Si chiamava Bruno Montaldi di 48 anni l'operaio morto nella mattina di domenica 22 maggio in un pozzo pieno di azoto liquido in un cantiere della metropolitana di Roma. Era originario de L'Aquila, sposato e con figli. L'uomo era un addetto al monitoraggio tecnico di un impianto di congelamento e stava facendo un turno notturno.

Gli investigatori non escludono alcuna ipotesi in merito all’incidente. Da un primo esame sul corpo della vittima non sarebbero presenti lesioni compatibili con una caduta di 40 metri. Non si esclude che l'uomo potrebbe essere disceso nel pozzo per effettuare un controllo e sia scivolato da un'altezza di 10 o 15 metri. Nei prossimi giorni l'autopsia chiarirà la causa del decesso per stabilire se le lesioni possano avere procurato la morte o se Montaldi sia deceduto per esalazioni di gas o malore.

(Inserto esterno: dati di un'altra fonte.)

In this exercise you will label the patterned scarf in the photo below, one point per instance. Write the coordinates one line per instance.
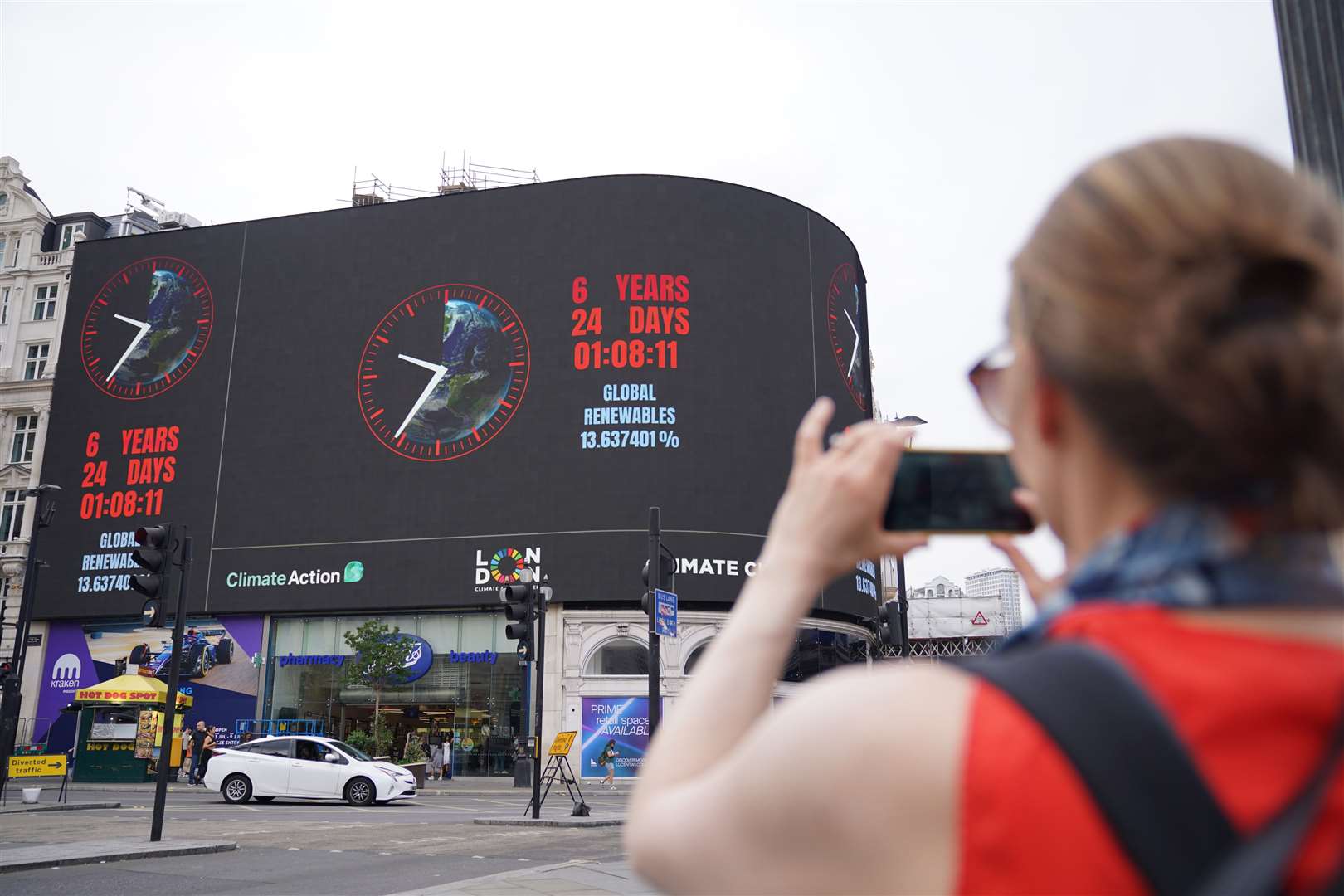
(1191, 557)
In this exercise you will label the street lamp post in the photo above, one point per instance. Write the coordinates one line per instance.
(10, 687)
(910, 422)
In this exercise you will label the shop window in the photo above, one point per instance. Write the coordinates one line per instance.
(689, 666)
(620, 657)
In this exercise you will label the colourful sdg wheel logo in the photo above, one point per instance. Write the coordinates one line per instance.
(505, 566)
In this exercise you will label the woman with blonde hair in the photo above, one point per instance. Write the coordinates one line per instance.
(1174, 384)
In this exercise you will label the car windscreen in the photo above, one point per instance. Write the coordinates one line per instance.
(353, 754)
(270, 747)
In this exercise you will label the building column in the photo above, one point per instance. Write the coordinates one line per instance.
(39, 448)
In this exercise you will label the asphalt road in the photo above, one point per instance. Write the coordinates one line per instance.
(305, 846)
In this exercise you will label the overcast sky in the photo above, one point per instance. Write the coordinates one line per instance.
(932, 134)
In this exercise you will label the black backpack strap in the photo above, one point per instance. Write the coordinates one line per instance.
(1136, 767)
(1261, 864)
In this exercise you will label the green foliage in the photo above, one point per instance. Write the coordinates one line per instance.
(362, 740)
(383, 733)
(379, 655)
(379, 661)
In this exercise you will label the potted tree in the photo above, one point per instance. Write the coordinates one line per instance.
(379, 663)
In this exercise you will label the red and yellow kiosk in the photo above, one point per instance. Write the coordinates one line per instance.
(119, 730)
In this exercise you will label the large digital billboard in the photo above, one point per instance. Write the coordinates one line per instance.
(398, 406)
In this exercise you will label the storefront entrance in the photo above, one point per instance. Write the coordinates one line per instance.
(470, 699)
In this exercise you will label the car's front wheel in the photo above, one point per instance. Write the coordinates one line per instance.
(360, 791)
(236, 789)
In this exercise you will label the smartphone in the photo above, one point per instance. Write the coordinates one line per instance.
(956, 492)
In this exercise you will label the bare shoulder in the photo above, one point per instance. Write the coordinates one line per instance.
(890, 759)
(852, 786)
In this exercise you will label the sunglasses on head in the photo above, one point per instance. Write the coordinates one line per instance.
(986, 379)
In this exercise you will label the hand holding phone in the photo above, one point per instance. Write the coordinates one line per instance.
(956, 492)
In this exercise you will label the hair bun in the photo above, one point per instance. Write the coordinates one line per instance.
(1190, 295)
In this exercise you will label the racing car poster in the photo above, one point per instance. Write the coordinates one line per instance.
(217, 670)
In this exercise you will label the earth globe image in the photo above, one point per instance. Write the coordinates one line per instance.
(173, 331)
(476, 353)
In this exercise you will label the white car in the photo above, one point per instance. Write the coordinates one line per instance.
(308, 768)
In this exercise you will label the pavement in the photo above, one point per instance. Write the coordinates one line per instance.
(17, 859)
(21, 807)
(576, 878)
(304, 848)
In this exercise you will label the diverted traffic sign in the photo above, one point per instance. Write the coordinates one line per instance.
(665, 613)
(37, 766)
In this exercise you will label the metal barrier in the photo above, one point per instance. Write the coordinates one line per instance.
(940, 648)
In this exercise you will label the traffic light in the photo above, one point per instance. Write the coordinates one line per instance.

Sull’episodio il sindaco della capitale, Gianni Alemanno, ha detto: “E’ un fatto molto grave, l'ispettorato del lavoro deve fare subito una inchiesta”. Cordoglio è stato espresso dalla presidente della Regione Lazio Polverini e dal presidente della Provincia Zingaretti. L'Idv ha chiesto invece di verificare gli appalti per la metro romana.